At the start of the study, the experimental group was given a meal of bagels — how much each man got depended on his body weight, in order to ensure that when the men drank later, they would reach equal levels of intoxication. Then, the participants were asked to watch the film Ratatouille, during which they were given vodka and cranberry drinks, again calibrated to their weight. After about an hour, they men had achieved an average blood alcohol content of 0.075 (just under the legal limit) and then they were given the word-association test.

Compared with men who took the test sober after watching the same film, the drunk guys solved more questions and did so more quickly. They correctly solved 58% of the problems, compared with 42% for the sober group, and they came up with the right answers nearly four seconds faster on each question. Being drunk improved performance by about 30%.

Moreover, the drunk men solved the problems much more intuitively than the sober ones did, reporting that the answers more frequently “came to them” in a flash, rather than through systematic thinking.

The authors suggest that alcohol’s well-known effect in impairing executive function may be helpful for these types of creative problems: “Sometimes a reduced ability to control one’s attention can have positive implications for select cognitive tasks,” they write. They note also that previous studies have found that older people with reductions in attentional control are better at tests that examine creative thought, as are those with brain damage that interferes with attention.

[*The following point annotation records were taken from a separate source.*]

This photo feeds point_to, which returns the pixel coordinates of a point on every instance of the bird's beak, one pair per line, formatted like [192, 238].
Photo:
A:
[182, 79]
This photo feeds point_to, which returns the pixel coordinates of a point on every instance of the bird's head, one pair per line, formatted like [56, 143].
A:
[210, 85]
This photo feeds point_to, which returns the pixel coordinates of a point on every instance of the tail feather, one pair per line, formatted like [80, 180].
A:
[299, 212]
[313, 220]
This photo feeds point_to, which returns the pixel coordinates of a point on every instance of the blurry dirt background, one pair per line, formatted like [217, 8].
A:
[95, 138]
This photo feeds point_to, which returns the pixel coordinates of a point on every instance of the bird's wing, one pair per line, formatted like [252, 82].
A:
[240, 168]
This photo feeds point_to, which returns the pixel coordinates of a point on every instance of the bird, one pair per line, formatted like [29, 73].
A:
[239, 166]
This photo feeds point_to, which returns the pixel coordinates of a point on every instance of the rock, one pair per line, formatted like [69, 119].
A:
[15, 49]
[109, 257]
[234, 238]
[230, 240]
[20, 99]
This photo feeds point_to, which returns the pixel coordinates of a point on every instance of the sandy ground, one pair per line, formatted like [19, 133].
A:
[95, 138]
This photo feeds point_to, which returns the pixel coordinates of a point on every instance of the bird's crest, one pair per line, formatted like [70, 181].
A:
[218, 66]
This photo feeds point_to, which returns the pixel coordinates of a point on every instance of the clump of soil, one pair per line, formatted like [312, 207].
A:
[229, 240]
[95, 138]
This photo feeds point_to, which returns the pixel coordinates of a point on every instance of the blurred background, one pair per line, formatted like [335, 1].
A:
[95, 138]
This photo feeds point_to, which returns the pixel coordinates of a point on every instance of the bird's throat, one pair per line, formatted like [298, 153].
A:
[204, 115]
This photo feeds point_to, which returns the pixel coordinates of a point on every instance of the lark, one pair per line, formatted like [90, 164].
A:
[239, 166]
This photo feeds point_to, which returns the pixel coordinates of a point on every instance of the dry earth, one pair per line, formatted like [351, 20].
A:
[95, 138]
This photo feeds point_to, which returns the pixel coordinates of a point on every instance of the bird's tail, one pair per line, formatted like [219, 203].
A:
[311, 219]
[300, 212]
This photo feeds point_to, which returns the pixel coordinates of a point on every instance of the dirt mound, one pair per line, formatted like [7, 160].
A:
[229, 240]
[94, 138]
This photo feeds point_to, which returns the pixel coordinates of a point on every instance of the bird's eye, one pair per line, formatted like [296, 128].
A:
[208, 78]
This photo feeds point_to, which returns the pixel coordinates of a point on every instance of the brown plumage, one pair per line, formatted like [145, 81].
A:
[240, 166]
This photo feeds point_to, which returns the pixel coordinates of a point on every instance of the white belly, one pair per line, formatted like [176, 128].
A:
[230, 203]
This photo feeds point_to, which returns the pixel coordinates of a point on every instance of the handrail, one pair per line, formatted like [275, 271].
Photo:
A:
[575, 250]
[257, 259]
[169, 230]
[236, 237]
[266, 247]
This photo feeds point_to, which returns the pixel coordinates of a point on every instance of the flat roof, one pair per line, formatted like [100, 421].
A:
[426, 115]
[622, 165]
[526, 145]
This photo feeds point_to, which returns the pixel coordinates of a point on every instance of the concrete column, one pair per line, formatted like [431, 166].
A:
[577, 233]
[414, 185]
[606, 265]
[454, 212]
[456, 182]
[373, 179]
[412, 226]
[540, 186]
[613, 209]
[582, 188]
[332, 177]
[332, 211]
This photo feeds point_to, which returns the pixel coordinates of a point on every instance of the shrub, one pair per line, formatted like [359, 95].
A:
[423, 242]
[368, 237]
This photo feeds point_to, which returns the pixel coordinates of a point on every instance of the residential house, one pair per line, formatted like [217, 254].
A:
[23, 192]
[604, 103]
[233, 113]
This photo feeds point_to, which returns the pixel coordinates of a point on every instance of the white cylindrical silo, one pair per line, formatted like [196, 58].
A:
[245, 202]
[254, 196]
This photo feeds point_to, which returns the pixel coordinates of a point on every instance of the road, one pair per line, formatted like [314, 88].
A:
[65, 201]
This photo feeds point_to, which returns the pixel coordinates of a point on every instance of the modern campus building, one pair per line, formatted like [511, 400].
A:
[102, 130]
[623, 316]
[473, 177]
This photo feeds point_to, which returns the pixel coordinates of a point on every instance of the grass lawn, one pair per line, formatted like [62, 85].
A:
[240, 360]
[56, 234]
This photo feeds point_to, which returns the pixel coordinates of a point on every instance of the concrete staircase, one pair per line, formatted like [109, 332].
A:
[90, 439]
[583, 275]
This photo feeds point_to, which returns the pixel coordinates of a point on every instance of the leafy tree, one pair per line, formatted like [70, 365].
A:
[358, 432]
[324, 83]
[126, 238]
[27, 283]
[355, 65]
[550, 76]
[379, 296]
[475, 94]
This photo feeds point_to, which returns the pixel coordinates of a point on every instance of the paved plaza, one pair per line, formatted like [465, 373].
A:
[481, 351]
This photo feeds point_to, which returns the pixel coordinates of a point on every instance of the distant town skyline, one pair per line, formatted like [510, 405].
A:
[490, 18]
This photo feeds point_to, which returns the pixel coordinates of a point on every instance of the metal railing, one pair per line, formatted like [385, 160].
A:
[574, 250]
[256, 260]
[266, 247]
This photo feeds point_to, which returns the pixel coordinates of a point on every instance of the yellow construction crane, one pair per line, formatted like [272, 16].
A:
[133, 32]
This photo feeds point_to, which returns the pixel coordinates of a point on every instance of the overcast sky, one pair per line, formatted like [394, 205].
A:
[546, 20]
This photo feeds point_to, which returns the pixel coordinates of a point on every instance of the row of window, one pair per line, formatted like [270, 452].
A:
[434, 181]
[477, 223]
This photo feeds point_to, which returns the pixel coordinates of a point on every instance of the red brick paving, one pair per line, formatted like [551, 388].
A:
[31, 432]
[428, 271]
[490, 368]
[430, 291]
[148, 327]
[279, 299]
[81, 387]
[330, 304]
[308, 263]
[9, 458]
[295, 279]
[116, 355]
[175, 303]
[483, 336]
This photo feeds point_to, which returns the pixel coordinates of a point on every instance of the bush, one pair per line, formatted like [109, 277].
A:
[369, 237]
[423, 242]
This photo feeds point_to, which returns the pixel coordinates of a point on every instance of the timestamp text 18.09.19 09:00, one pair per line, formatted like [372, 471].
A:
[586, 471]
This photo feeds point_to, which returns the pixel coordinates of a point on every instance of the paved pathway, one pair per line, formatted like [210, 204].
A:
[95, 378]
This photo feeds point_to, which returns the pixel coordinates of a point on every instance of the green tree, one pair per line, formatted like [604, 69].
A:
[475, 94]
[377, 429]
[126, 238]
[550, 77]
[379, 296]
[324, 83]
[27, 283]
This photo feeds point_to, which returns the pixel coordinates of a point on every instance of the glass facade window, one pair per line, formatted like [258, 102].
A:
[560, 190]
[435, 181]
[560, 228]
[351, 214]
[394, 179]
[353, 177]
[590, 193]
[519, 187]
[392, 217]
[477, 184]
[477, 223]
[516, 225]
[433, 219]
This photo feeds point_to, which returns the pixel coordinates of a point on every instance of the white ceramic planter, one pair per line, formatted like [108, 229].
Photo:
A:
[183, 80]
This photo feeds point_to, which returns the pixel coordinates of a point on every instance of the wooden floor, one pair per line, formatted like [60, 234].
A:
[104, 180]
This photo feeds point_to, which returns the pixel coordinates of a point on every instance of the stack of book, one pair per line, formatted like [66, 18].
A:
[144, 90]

The findings raise the question of whether drugs that increase attention and focus — most notably, stimulants like Ritalin and amphetamines that are used to treat ADHD — would have the opposite effect on creative thinking. Very little research has been done on the issue, and what results exist so far have been mixed. One study of children with ADHD who took medication found that the drugs actually boosted their creativity — perhaps by allowing them enough focus to stick with the creative activities they had started. Another showed no effect, while yet a third did find that the drugs lowered performance on some creative tasks. The outcomes may well vary according to individual responses to the medications. For example, some research has found that while stimulants can improve test performance for those who are less intelligent, for the smartest folks, the medications can have the opposite effect.

If less executive function is linked to more creativity, this may also help explain why artists, writers and musicians appear to be more vulnerable to addiction. Perhaps creative people are more likely than others to be attracted to drugs in the first place, as a possible source of inspiration. And then, if reduced executive function is responsible in part for their initial talent, this, too, could make them more susceptible to addiction once they start using. Having less executive control before you even take drugs means you’ll have less ability to stop once you start.

That would increase addiction risk two ways — by increasing desire to use, and by increasing the risk from use that occurs. And of course, the more high-profile creative types who become addicted, the more it seems that drugs and alcohol must be crucial to creativity. And that itself would attract even more artists to initiate drug use, escalating the cycle.

Whatever the real relationship between intoxication, addiction and art, the authors caution that their study findings don’t give people license to get plastered to “uncork the muse.” Co-author Jennifer Wiley, associate professor of psychology at the University of Illinois at Chicago, told the British Psychological Society’s Research Digest: “We tested what happens when people are tipsy — not when people drank to extreme. There could be no argument from these findings that drinking excessively would have the same effects.”

A glass of wine or two, however, may occasionally help.